I’ve noticed people continue to compare Wappler with Pinegrow. It seems like their developers are too, now with the start of a Visual CSS Editor, talk of Foundation support, etc.,

As seen here, with someone requesting and suggesting CSS visual controls like Pinegrow.

Which then quickly brought forth these …

Click image for: Full View

Which so far seems to be included with the “Free” download version, but no bootstrap navbar.


I guess if nothing else:

Its interesting to see all these tools progress and compete with each other, which is good for the consumer. Its nice to see the Wappler developers engaged with their users and community when passing through that forum. But their repeated marketing and superlatives about the product in every sentence is beyond annoying to read.

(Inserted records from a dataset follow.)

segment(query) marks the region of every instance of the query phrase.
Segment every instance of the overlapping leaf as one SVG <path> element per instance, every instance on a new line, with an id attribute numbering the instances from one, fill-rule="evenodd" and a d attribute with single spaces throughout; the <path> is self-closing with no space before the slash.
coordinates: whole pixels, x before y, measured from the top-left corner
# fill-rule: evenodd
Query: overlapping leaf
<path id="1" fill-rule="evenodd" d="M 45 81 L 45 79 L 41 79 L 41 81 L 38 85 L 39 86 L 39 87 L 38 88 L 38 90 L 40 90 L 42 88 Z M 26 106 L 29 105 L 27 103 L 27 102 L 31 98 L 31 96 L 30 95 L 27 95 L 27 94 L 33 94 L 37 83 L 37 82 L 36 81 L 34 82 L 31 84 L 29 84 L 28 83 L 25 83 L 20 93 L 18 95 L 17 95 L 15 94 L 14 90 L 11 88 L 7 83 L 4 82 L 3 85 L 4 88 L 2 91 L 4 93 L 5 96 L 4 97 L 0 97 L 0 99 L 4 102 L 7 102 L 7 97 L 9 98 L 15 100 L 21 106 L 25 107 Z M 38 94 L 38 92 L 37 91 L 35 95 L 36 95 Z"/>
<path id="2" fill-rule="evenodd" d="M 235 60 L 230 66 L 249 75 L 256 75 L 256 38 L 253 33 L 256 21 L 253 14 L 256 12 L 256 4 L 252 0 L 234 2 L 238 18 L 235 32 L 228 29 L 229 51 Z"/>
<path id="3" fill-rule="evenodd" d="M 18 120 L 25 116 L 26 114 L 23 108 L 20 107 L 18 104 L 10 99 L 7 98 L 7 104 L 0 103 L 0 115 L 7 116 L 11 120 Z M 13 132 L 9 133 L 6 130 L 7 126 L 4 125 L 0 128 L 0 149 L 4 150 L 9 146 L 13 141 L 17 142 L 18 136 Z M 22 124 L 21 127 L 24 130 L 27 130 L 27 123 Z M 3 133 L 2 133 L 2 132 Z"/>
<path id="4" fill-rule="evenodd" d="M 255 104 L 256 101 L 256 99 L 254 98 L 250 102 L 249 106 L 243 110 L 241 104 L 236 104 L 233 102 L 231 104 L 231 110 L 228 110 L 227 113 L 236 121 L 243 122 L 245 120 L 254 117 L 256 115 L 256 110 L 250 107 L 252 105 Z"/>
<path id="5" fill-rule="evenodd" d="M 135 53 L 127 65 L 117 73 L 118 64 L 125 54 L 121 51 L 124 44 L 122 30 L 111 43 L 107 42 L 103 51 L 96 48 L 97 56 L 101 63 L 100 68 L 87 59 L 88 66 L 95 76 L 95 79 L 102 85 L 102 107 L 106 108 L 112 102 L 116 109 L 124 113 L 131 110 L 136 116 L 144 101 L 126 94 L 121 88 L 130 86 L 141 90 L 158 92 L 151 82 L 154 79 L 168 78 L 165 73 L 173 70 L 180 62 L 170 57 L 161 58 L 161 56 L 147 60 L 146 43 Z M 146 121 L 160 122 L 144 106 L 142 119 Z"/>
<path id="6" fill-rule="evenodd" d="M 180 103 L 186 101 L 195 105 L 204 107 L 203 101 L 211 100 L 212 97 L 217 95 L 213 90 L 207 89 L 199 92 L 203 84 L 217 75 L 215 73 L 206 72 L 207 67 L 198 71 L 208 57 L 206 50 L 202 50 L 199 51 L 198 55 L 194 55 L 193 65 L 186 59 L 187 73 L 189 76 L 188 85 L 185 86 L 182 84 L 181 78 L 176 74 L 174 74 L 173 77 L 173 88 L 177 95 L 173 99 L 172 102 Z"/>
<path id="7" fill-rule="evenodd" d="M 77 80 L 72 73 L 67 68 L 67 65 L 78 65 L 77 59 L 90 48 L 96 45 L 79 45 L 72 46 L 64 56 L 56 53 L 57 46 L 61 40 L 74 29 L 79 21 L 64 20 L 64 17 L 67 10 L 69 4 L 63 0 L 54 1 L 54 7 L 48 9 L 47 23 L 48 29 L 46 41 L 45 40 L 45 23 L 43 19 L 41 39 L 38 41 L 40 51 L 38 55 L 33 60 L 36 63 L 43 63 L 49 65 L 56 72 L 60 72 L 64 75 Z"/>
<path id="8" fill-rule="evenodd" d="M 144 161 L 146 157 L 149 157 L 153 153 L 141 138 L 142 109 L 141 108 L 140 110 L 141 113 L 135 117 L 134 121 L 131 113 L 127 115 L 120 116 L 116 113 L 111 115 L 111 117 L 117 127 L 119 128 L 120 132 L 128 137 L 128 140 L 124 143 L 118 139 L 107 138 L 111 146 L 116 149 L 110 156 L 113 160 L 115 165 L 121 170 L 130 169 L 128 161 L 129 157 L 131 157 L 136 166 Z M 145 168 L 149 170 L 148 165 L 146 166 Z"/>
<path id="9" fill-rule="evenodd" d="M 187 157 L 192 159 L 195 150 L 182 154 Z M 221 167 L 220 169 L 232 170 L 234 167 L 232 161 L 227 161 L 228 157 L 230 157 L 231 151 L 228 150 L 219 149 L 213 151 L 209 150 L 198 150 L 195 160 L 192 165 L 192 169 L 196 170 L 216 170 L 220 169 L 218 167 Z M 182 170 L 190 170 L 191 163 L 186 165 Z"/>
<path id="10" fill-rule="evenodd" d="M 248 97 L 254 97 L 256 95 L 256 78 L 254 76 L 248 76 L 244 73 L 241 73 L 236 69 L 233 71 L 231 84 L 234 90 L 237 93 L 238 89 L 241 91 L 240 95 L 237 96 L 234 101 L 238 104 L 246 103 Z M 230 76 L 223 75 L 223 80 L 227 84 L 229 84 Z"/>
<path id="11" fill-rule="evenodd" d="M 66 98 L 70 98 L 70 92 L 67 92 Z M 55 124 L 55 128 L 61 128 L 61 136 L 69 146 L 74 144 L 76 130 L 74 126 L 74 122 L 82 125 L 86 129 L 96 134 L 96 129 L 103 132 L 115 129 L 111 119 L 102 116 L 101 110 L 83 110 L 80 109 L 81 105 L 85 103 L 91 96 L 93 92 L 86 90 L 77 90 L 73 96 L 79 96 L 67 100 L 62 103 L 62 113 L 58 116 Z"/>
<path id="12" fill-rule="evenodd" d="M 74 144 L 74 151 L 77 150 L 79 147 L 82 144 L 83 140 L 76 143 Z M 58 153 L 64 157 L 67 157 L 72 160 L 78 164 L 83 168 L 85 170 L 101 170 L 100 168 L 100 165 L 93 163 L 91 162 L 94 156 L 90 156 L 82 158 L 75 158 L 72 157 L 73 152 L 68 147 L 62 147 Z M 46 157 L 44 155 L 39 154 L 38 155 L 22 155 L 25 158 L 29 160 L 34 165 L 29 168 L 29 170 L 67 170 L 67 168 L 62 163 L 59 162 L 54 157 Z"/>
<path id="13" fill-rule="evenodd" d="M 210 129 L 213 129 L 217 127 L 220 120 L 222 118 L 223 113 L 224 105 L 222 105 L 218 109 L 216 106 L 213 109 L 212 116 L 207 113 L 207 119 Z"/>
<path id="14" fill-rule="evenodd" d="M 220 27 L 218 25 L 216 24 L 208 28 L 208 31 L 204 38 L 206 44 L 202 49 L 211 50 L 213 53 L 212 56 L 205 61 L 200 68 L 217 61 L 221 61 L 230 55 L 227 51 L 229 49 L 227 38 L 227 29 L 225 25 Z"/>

Dreamweaver users continue to be disenchanted with its state of progress and direction. While more and more tools seem to be springing up and advancing with features.

:evergreen_tree::hearts:

Looks like Wappler is evolving considerably faster than I’d have expected. I may bite the bullet and download the free trial.

It seems PG is very well known over there. Eventually, wappler might come up with all the visual tools PG has plus their stuff…Competition logic. Good for users, a pain for companies.

They have actually achieved more in the first year of their existence, than Pinegrow up to v3 offered :slight_smile: excluding the WP support, of course - as the guys at Wappler don’t seem really interested in supporting WP. But who needs WP support when they have all the back-end tools you need to build your own CMS?